Improved Few-Shot Image Classification Through Multiple-Choice Questions
This work addresses the challenge of adapting VQA models for few-shot image classification, which is important for applications requiring flexible visual understanding with limited labeled data, though it is incremental as it builds on existing VQA and few-shot learning approaches.
The paper tackles the problem of poor zero-shot performance in visual question answering (VQA) models for image classification by proposing a training-free few-shot method that uses multiple-choice questions to extract prompt-specific latent representations, which are combined into an overall image embedding and decoded via class prototypes from labeled examples. The method outperforms pure visual encoders and zero-shot VQA baselines on datasets like MiniImageNet, Caltech-UCSD Birds, and CIFAR-100, with particular strength in settings with diverse visual attributes like clothing.

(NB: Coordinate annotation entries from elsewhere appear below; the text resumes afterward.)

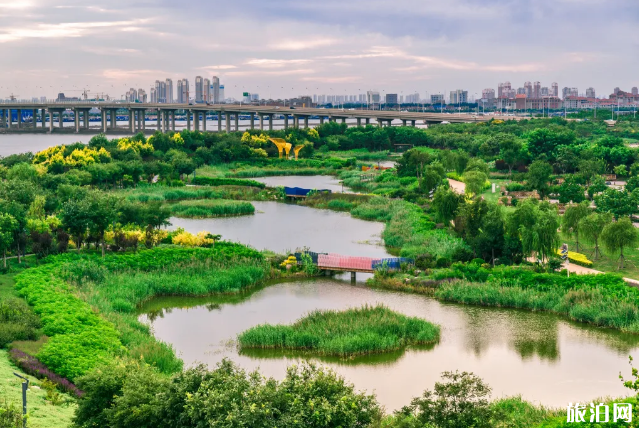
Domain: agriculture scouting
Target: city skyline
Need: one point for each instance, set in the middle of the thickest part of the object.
(300, 48)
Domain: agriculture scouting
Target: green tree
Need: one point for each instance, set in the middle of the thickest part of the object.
(538, 176)
(619, 235)
(8, 226)
(571, 221)
(461, 400)
(474, 181)
(446, 202)
(591, 227)
(619, 203)
(511, 151)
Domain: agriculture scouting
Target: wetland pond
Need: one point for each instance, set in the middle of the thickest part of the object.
(545, 358)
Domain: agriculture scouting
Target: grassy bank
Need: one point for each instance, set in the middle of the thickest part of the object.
(66, 292)
(347, 333)
(211, 208)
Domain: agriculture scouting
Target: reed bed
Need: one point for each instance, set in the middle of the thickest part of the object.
(207, 208)
(359, 331)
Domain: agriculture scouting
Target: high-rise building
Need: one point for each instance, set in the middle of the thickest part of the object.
(206, 91)
(488, 94)
(437, 99)
(391, 99)
(132, 95)
(215, 95)
(372, 97)
(169, 91)
(536, 90)
(160, 91)
(199, 89)
(459, 96)
(528, 89)
(183, 91)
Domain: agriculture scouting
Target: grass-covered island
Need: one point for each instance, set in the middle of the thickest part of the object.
(359, 331)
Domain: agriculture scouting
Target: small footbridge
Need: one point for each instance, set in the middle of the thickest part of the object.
(330, 262)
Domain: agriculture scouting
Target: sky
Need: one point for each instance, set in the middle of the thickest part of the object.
(287, 48)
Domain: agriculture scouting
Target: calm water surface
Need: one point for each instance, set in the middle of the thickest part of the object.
(543, 357)
(285, 227)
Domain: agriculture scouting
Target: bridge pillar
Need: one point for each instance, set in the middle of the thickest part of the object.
(76, 118)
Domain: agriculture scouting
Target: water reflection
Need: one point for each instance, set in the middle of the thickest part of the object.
(541, 356)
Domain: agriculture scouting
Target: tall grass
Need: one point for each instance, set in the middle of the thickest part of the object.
(212, 208)
(347, 333)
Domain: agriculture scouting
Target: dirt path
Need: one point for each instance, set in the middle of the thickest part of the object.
(457, 186)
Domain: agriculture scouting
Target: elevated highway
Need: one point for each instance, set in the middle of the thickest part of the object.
(196, 116)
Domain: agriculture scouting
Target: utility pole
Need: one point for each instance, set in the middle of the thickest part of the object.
(25, 386)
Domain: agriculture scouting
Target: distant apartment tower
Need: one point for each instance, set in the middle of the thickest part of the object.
(437, 99)
(536, 90)
(199, 89)
(372, 97)
(528, 91)
(169, 91)
(215, 83)
(206, 91)
(488, 94)
(131, 95)
(183, 91)
(459, 96)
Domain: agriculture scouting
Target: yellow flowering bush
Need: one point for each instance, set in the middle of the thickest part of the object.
(187, 239)
(577, 258)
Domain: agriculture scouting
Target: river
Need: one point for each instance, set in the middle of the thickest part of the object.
(543, 357)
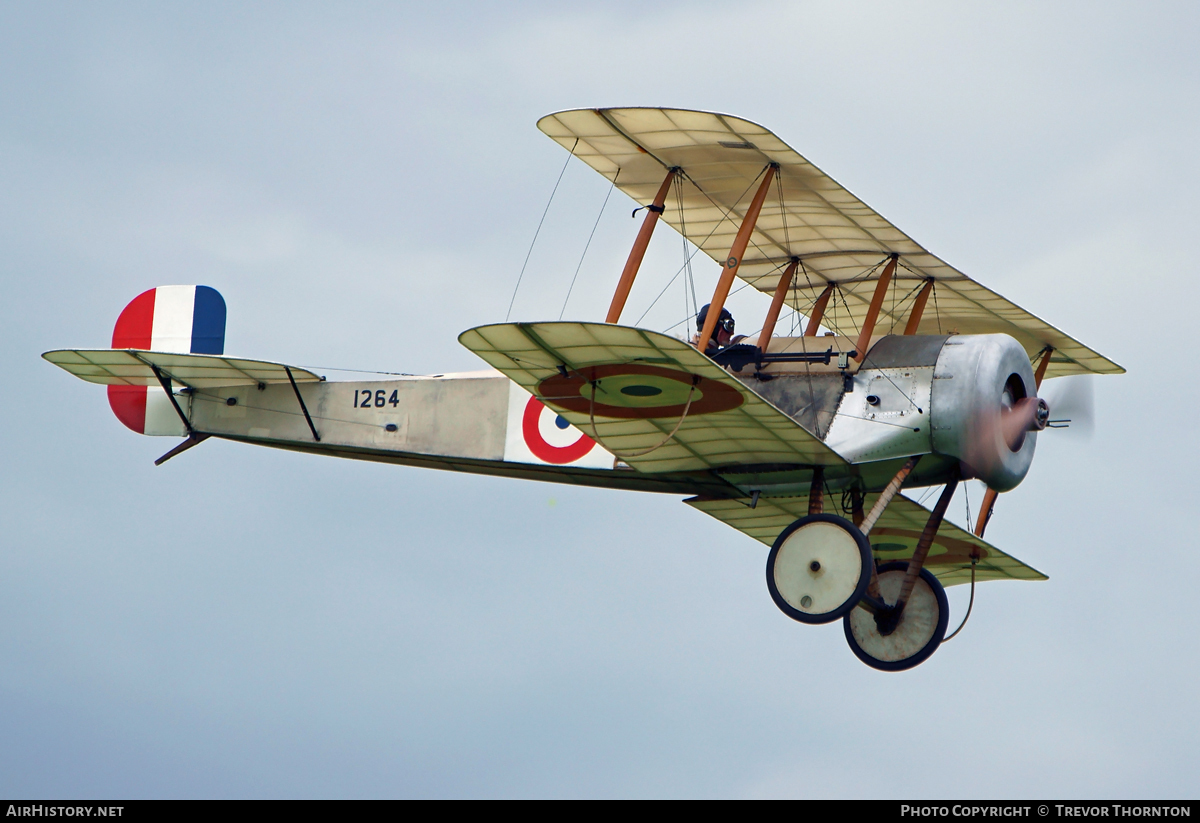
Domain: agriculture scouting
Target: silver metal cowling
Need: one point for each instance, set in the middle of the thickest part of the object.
(966, 403)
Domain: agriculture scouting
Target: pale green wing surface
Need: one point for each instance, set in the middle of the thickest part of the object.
(808, 214)
(133, 367)
(894, 536)
(648, 378)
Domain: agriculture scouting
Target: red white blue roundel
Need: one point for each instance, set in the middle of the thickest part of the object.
(539, 434)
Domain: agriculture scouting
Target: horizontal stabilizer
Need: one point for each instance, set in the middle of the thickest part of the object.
(894, 536)
(132, 367)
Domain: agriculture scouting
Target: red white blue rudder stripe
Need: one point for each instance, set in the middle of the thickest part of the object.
(186, 319)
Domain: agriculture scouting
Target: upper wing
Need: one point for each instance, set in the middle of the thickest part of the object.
(133, 367)
(837, 236)
(894, 536)
(643, 382)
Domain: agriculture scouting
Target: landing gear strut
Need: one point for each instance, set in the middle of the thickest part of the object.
(901, 620)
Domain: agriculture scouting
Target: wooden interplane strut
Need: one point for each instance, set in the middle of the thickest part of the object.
(817, 312)
(918, 308)
(873, 313)
(777, 304)
(730, 268)
(639, 251)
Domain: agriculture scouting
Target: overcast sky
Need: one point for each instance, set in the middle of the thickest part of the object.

Through a simple multiple choice language prompt a VQA model can operate as a zero-shot image classifier, producing a classification label. Compared to typical image encoders, VQA models offer an advantage: VQA-produced image embeddings can be infused with the most relevant visual information through tailored language prompts. Nevertheless, for most tasks, zero-shot VQA performance is lacking, either because of unfamiliar category names, or dissimilar pre-training data and test data distributions. We propose a simple method to boost VQA performance for image classification using only a handful of labeled examples and a multiple-choice question. This few-shot method is training-free and maintains the dynamic and flexible advantages of the VQA model. Rather than relying on the final language output, our approach uses multiple-choice questions to extract prompt-specific latent representations, which are enriched with relevant visual information. These representations are combined to create a final overall image embedding, which is decoded via reference to latent class prototypes constructed from the few labeled examples. We demonstrate this method outperforms both pure visual encoders and zero-shot VQA baselines to achieve impressive performance on common few-shot tasks including MiniImageNet, Caltech-UCSD Birds, and CIFAR-100. Finally, we show our approach does particularly well in settings with numerous diverse visual attributes such as the fabric, article-style, texture, and view of different articles of clothing, where other few-shot approaches struggle, as we can tailor our image representations only on the semantic features of interest.